Inside the renovated Waitsfield Covered Bridge. Photo: Jeff Knight

Waitsfield’s covered bridge and Bridge Street reopened on November 12 after a closure of almost six months.

The bridge repair project included a new pedestrian walkway. Other parts of the project included stormwater infrastructure, repaving the road, installing sidewalks and streetlights and rebuilding the abutments of the covered bridge.

The project was to have included $7,500 for contractor Alpine Construction to put cedar shake shingles on the new pedestrian walkway, but the town opted not to do that and instead to apply for a grant to reroof the entire bridge with a standing seam metal roof next spring. To protect the pedestrian walkway, the town has contracted with Randall Hoyt for $5,000 to repair current holes in the roof of the bridge and to shingle the pedestrian walkway to protect it until spring.

Click Image for More Photos

Sheri DeFlavio Open Bridge

The select board, at its November 16 meeting, approved the contract for Hoyt and discussed final items that need to be taken care of with the bridge.

Of concern to the board are two gaps, one vertical and the other horizontal. There is a vertical gap of some 14 inches wide between the pedestrian walkway and the covered bridge. Before the new pedestrian walkway was installed, the pedestrian walkway was cantilevered out from the bridge and there was no gap.

The gap is wide enough that the board is concerned about fixing it. Former select board member Charlie Hosford provided what may be a possible temporary fix by installing boards that block that gap. That work, as well as the change in roofing materials, will have to be considered and approved by the Waitsfield Development Review Board as well as the Vermont Division for Historic Preservation and/or the VTrans Historic Covered Bridge Committee.

Those boards will also have to approve any fix of the horizontal gap, a foot-wide gap between the sidewalls of the bridge and the decking inside the bridge running from one end to the other.

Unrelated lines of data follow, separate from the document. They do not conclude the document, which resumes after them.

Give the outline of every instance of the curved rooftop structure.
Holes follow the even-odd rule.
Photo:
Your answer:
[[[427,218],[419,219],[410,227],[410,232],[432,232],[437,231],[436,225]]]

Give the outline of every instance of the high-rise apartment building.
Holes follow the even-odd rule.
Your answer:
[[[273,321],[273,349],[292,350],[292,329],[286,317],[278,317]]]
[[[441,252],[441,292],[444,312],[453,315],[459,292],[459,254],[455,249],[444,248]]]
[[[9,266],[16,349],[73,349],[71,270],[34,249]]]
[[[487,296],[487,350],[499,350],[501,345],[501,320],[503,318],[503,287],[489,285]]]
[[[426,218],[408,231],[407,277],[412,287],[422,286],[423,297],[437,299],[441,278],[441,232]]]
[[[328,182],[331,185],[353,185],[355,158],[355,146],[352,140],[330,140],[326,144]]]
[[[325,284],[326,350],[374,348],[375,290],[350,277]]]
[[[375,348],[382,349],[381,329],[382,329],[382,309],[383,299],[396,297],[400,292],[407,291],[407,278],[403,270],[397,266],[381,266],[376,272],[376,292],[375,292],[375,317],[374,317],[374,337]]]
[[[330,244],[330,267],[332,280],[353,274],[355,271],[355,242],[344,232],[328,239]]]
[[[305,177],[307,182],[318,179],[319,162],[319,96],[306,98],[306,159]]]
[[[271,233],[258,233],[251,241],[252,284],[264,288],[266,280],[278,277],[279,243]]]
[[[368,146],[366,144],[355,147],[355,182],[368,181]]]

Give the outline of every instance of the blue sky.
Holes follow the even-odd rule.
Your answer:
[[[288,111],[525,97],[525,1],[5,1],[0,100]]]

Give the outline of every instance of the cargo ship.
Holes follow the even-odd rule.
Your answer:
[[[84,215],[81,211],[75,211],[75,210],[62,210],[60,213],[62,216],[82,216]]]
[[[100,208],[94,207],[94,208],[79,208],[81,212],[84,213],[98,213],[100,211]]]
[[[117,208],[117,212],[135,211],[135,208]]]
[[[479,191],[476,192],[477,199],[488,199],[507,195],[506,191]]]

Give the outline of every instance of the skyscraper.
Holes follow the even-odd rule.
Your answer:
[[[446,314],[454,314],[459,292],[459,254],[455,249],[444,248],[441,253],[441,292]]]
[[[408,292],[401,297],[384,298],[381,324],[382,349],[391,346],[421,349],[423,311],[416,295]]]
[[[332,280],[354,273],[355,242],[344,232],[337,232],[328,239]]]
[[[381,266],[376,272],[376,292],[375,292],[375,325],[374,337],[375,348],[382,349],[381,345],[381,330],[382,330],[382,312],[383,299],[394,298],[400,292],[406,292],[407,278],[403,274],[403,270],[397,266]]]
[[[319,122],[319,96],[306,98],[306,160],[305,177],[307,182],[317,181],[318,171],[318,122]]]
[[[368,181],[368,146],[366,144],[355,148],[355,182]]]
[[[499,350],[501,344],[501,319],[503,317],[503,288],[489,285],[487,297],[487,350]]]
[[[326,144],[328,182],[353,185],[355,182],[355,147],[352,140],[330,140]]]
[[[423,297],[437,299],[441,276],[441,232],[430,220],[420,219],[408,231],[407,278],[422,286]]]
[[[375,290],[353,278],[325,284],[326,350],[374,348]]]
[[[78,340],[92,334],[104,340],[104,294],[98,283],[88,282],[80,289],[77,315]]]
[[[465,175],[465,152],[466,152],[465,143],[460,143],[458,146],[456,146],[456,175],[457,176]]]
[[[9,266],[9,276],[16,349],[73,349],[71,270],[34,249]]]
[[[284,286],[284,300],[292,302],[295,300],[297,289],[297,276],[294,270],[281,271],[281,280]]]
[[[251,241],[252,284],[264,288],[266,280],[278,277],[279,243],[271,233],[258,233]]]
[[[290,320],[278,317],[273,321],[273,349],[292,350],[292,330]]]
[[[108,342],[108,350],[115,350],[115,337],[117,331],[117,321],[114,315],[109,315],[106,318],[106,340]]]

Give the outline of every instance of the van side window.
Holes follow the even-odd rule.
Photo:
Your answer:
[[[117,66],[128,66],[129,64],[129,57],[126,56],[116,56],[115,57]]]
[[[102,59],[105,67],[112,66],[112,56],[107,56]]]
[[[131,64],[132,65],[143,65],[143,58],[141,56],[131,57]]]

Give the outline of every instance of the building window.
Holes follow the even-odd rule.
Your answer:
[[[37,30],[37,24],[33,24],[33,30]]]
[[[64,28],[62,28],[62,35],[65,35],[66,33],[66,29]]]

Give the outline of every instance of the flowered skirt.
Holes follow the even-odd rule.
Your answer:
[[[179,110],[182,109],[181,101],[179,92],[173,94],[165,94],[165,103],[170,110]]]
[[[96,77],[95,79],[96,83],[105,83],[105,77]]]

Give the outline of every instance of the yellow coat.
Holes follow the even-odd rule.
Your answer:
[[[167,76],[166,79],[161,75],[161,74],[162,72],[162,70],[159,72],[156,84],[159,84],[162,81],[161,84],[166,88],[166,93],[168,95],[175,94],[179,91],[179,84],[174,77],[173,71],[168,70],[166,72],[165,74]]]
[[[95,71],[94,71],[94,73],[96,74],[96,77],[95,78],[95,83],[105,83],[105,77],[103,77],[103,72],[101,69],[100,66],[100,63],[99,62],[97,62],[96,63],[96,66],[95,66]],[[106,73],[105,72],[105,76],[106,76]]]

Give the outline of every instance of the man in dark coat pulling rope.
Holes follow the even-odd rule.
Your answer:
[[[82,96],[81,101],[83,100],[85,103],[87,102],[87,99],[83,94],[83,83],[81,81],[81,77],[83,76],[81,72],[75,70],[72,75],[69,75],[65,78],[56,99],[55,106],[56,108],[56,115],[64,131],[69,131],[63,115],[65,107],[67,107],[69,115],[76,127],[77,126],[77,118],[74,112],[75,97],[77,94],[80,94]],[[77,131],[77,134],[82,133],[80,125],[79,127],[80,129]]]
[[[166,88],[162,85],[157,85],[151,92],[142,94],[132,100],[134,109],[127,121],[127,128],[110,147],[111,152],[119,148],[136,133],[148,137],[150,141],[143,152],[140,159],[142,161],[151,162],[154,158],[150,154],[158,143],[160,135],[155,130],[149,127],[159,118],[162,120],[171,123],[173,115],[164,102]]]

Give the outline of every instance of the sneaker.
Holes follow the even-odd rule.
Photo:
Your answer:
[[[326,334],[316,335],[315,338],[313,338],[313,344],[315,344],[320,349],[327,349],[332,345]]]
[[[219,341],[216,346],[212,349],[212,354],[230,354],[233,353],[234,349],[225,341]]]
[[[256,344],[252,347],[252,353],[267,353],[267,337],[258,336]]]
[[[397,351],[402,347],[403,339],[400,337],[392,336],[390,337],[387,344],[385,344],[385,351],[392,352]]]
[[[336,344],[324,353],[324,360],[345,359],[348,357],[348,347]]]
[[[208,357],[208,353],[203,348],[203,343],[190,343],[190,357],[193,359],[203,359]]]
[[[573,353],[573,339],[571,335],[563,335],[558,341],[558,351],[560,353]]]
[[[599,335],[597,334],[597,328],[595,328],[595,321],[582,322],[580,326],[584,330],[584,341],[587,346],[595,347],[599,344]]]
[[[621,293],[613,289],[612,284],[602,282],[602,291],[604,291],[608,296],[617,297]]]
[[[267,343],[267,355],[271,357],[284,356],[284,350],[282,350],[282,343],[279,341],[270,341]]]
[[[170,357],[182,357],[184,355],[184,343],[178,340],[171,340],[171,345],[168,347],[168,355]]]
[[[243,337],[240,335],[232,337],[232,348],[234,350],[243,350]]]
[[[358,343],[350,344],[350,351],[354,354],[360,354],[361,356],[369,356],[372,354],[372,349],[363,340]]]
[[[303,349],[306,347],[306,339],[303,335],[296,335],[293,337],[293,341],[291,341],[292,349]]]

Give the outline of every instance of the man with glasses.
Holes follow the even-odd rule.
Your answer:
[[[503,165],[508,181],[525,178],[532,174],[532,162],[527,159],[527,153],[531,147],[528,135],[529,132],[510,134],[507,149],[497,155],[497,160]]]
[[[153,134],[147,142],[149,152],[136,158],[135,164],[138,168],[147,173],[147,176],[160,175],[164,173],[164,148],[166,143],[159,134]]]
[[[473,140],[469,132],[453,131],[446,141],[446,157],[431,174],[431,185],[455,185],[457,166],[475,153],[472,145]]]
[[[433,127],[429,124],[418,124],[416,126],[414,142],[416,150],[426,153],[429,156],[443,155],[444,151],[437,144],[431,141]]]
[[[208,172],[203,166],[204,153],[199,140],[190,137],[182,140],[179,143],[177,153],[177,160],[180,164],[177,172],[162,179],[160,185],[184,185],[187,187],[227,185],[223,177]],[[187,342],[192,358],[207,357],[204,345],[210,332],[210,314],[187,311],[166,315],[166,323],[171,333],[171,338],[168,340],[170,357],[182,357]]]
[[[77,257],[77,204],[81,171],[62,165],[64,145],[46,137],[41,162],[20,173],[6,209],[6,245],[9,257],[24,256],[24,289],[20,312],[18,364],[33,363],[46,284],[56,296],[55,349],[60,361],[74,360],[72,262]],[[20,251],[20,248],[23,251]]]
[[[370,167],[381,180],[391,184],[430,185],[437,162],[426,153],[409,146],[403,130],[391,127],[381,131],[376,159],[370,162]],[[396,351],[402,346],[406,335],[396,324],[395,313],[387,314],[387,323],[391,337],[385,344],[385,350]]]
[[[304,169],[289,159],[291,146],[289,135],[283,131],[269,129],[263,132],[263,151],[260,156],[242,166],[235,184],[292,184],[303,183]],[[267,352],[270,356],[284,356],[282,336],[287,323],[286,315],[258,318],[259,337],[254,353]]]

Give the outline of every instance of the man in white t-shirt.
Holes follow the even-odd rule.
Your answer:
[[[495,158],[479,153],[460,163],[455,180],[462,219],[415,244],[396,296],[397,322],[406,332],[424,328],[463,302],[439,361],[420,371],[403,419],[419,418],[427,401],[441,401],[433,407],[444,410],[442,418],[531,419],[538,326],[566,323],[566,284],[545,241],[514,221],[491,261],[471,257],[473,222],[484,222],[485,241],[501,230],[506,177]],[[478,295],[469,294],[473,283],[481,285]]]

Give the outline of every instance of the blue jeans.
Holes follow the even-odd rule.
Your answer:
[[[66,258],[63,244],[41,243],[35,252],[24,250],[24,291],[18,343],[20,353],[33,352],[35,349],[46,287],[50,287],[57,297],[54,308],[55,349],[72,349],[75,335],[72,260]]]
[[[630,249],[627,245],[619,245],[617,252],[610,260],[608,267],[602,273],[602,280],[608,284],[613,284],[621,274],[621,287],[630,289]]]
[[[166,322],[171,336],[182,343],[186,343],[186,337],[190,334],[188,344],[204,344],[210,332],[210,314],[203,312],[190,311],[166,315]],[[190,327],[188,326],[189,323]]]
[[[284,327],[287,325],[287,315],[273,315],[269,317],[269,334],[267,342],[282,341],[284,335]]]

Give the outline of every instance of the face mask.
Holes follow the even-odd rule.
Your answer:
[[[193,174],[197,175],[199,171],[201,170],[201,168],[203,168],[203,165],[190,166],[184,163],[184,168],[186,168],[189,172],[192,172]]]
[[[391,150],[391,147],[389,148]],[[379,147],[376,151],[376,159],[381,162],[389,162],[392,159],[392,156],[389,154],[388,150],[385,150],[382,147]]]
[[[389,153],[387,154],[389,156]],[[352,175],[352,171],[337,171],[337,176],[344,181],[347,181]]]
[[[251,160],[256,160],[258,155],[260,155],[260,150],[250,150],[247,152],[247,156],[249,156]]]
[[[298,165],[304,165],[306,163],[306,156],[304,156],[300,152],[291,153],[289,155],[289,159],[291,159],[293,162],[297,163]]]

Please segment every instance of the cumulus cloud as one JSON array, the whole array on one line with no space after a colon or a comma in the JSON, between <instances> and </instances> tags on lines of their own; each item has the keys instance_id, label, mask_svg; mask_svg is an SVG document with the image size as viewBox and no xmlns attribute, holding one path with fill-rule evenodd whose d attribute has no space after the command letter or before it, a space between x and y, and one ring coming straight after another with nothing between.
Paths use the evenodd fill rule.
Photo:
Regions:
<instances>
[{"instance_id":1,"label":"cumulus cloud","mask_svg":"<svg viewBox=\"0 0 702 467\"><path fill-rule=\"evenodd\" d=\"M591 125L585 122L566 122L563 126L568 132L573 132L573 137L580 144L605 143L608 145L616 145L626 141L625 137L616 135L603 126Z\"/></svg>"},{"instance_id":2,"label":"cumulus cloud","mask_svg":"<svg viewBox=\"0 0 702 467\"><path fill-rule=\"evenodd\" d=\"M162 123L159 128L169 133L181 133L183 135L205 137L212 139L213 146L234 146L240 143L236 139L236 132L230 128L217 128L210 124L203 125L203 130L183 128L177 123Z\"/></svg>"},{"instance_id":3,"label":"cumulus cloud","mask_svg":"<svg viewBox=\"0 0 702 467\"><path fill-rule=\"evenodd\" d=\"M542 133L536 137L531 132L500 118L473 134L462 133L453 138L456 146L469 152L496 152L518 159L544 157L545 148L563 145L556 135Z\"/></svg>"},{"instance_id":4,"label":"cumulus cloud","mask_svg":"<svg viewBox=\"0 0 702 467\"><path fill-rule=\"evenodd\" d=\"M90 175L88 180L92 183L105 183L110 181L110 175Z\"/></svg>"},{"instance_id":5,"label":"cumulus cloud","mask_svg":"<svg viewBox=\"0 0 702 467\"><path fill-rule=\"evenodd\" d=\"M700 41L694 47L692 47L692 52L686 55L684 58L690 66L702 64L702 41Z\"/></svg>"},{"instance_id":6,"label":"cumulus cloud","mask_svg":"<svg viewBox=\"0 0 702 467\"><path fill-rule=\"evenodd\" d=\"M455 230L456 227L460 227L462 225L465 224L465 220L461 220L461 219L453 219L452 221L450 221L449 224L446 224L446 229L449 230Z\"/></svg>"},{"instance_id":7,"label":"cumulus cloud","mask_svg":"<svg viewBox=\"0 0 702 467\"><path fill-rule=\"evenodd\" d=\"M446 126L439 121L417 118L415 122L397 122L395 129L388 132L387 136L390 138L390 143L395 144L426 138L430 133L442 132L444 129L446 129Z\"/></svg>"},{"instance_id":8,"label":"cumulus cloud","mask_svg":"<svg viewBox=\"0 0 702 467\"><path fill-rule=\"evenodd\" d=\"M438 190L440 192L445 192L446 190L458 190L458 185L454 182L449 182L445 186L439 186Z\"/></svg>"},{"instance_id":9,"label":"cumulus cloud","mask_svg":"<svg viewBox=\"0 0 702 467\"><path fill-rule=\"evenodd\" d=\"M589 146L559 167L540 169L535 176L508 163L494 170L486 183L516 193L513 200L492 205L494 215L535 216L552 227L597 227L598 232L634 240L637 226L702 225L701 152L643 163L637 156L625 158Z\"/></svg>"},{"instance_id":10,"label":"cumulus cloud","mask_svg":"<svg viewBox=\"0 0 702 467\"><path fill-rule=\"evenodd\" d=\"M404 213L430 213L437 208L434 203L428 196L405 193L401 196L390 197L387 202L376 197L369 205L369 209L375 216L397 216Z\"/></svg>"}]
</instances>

The select board asked town administrator Valerie Capels to have the town’s road department assess both gaps, which she did. She reported that road foreman Rodney Jones assessed the situation and found that it is beyond what the road crew can do and further that there are space issues that will constrain someone trying to fix the horizontal gaps. Jones, she said, felt that the town needed to get someone to review the situation from a safety point of view.